Untuk itu, efisiensi anggaran menjadi perhatian serius. Negara akan menghemat, kemudian program Makan Siang Bergizi Gratis yang diberikan Rp.10.000 per anak dapat terlaksana dengan baik. Yang program makan siang bergizi gratis sebesar Rp.71 Triliun, jumlah ini yang telah disetujui DPR RI. Presiden Prabowo Subianto juga mengakui bahwa untuk program Makan Siang Bergizi, sebenarnya mau ditetapkan Rp.15.000 per anak.
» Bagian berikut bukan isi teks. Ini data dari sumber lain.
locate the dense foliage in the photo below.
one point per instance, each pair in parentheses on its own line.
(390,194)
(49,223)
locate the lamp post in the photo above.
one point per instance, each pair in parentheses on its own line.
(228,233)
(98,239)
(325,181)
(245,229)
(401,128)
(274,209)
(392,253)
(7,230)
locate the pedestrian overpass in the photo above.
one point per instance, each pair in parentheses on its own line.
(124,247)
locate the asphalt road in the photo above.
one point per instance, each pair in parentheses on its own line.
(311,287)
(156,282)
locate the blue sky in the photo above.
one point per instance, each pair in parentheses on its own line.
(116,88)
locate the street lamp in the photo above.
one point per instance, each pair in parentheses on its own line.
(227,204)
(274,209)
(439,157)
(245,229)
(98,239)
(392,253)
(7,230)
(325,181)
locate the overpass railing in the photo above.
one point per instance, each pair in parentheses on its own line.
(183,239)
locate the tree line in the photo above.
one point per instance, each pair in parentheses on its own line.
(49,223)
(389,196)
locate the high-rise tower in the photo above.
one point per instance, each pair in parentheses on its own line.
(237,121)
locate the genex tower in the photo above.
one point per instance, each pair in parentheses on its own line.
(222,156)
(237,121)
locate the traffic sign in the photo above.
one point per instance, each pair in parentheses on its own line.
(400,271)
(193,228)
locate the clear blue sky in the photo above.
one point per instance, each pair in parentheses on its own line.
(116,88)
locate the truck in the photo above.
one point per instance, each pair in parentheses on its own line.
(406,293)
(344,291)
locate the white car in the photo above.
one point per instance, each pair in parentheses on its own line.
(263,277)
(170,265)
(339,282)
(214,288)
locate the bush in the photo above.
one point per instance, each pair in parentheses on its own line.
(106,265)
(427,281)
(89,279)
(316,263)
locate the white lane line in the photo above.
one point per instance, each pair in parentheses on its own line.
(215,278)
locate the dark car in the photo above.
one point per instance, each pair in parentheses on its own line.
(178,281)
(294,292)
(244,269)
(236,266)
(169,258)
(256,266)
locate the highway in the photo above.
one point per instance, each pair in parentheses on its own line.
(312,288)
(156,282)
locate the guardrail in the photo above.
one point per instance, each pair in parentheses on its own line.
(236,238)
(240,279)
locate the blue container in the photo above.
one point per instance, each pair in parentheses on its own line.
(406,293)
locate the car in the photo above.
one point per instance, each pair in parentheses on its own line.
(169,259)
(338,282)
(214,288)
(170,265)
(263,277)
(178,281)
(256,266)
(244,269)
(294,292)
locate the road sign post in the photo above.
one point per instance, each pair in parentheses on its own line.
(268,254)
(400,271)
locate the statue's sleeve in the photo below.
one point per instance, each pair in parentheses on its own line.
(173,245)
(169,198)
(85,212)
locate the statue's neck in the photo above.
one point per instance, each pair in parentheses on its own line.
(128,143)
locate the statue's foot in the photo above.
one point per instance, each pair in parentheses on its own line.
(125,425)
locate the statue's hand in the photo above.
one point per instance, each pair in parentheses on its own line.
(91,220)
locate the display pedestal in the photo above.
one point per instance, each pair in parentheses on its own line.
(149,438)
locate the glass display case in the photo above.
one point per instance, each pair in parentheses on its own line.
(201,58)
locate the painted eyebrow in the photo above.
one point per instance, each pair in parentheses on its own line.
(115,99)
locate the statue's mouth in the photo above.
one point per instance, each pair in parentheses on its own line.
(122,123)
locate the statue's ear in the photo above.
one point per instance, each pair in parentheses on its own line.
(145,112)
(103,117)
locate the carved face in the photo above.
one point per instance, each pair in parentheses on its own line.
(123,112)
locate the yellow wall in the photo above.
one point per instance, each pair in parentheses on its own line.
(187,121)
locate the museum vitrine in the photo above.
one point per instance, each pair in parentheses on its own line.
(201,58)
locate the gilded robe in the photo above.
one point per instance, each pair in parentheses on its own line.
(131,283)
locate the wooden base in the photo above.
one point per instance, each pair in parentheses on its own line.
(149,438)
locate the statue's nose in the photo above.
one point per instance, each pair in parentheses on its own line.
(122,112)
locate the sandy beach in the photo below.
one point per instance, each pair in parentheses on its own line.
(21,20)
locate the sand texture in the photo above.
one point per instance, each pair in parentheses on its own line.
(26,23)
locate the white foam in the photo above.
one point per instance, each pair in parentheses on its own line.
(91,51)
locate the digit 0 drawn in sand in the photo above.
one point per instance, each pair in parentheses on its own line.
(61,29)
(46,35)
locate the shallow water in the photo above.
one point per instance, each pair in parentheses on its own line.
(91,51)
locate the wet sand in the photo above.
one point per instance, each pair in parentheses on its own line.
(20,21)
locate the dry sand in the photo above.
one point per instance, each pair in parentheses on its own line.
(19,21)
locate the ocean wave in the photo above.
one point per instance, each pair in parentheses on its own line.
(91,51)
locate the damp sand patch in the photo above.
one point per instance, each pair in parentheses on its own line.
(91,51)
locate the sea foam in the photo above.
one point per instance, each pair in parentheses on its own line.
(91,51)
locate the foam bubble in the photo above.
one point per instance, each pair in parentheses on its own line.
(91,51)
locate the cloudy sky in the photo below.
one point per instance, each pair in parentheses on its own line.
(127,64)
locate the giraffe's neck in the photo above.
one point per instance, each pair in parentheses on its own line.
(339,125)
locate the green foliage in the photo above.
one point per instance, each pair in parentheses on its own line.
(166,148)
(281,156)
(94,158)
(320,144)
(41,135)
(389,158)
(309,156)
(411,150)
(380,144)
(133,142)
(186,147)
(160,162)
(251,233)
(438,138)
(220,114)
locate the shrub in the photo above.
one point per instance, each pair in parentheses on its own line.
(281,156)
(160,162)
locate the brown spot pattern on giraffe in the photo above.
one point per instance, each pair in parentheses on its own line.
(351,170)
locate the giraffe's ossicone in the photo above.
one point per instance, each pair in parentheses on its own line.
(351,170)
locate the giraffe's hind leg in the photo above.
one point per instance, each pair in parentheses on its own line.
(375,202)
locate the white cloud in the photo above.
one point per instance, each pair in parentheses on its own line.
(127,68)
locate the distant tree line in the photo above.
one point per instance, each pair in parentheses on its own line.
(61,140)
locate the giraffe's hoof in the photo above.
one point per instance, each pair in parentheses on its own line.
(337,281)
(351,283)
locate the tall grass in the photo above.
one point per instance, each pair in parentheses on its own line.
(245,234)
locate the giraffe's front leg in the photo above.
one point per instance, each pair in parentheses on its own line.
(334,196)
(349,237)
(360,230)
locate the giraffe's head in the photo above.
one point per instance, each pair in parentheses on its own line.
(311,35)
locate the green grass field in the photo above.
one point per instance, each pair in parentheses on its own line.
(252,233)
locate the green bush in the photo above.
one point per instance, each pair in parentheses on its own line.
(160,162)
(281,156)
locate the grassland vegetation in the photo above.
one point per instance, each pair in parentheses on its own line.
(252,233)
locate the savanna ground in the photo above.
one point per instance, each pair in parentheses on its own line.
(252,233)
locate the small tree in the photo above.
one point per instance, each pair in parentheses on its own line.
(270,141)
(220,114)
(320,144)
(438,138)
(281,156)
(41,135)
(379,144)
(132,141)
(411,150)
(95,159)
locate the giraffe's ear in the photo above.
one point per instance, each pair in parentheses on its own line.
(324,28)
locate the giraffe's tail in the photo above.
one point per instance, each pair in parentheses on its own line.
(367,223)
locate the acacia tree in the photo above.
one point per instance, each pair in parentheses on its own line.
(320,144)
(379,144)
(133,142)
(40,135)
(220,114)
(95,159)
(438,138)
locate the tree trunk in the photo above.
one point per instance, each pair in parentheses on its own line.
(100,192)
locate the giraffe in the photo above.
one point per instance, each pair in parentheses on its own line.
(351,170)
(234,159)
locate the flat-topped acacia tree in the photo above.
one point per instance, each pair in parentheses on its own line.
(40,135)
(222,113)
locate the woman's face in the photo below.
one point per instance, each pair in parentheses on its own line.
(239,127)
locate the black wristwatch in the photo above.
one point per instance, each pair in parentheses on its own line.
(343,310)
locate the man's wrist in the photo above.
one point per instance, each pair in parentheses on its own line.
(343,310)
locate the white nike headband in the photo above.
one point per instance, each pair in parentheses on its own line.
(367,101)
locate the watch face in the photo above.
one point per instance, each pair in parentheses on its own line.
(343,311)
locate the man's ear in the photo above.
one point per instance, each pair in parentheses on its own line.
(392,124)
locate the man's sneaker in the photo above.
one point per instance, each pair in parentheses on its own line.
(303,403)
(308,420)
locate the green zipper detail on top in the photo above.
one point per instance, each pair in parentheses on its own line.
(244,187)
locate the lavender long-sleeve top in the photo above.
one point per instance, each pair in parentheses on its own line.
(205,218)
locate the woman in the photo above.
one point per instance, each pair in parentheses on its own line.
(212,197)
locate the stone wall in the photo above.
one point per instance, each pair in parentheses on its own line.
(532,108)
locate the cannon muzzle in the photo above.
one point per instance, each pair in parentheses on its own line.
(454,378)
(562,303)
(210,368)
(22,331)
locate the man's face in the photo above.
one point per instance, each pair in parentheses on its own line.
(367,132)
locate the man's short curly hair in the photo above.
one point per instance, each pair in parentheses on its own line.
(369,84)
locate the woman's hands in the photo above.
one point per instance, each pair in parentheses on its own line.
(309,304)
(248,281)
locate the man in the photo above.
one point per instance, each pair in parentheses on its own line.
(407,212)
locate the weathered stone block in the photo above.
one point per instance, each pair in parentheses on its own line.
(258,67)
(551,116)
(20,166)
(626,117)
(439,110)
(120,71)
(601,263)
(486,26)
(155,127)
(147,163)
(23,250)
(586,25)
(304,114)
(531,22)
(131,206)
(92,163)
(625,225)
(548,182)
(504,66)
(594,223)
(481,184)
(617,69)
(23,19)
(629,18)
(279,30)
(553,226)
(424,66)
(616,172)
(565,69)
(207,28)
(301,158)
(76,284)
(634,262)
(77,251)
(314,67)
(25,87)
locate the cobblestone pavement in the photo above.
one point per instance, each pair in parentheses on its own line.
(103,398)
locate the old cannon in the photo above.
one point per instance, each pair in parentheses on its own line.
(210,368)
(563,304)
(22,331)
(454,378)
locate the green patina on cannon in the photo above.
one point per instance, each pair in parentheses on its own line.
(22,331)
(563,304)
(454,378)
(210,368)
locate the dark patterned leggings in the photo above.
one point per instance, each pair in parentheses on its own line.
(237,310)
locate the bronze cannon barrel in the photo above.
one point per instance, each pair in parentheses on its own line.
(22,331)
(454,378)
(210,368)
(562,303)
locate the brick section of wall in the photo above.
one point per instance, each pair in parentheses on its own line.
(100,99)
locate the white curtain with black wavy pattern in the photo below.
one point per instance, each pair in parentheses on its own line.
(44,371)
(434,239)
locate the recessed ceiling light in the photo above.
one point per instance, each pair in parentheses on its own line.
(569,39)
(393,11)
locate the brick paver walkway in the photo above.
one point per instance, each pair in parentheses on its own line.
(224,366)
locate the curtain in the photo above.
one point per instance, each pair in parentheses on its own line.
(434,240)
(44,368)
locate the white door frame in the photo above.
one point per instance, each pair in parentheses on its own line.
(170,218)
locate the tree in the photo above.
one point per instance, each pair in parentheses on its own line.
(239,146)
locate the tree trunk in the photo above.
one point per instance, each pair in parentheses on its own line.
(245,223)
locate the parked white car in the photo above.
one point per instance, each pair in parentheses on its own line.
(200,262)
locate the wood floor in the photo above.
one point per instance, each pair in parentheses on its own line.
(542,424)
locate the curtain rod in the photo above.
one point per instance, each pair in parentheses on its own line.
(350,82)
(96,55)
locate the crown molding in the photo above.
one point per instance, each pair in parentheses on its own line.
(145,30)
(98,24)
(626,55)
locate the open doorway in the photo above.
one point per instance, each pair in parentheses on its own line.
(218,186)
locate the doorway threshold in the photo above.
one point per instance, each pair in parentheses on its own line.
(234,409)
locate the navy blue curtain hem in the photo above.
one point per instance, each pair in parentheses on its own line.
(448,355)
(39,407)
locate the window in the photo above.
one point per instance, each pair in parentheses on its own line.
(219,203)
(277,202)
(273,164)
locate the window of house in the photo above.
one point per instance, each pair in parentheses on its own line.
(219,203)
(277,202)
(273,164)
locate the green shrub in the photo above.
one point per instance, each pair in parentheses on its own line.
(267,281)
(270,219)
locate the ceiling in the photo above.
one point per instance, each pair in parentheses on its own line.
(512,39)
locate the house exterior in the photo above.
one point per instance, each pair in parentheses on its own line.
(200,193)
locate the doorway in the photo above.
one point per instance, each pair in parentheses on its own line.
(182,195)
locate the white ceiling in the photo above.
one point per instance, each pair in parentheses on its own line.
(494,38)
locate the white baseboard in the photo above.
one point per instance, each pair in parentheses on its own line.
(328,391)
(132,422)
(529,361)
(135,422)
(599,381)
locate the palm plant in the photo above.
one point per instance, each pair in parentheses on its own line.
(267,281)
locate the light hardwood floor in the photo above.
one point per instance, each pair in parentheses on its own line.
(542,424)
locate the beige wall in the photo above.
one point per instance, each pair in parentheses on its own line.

Namun karena keterbatasan anggaran, maka hanya ditetapkan menjadi Rp.10.000 per anak. Artinya penghematan di penyelenggara Pemilu dapat menutupan kekurangan, dan memungkinkan program prioritas Presiden Prabowo terimplementasi dengan sukses. Jika kita flashback, problem yang dilahirkan akibat kinerja penyelenggara Pemilu yang jauh dari kata profesional, tidaklah sedikit.
Baik dari aspek svaluasi perekrutan penyelenggara Pemilu dari pusat sampai ke daerah tak luput dari segudang masalah. Sampai pada tahapan kerja-kerja rekapitulasi hasil pemilihan umum. Semua itu menjadi satu kesatuan dari lamanya mereka mengabdi sebagai Komisioner penyelenggara Pemilu. Atas hal tersebut, membatasi waktu anggota KPU dan Bawaslu di tingkat Provinsi, Kabupaten/Kota menjadi solusi yang konkrit. Menyelamatkan indonesia dari defisit berkepanjangan.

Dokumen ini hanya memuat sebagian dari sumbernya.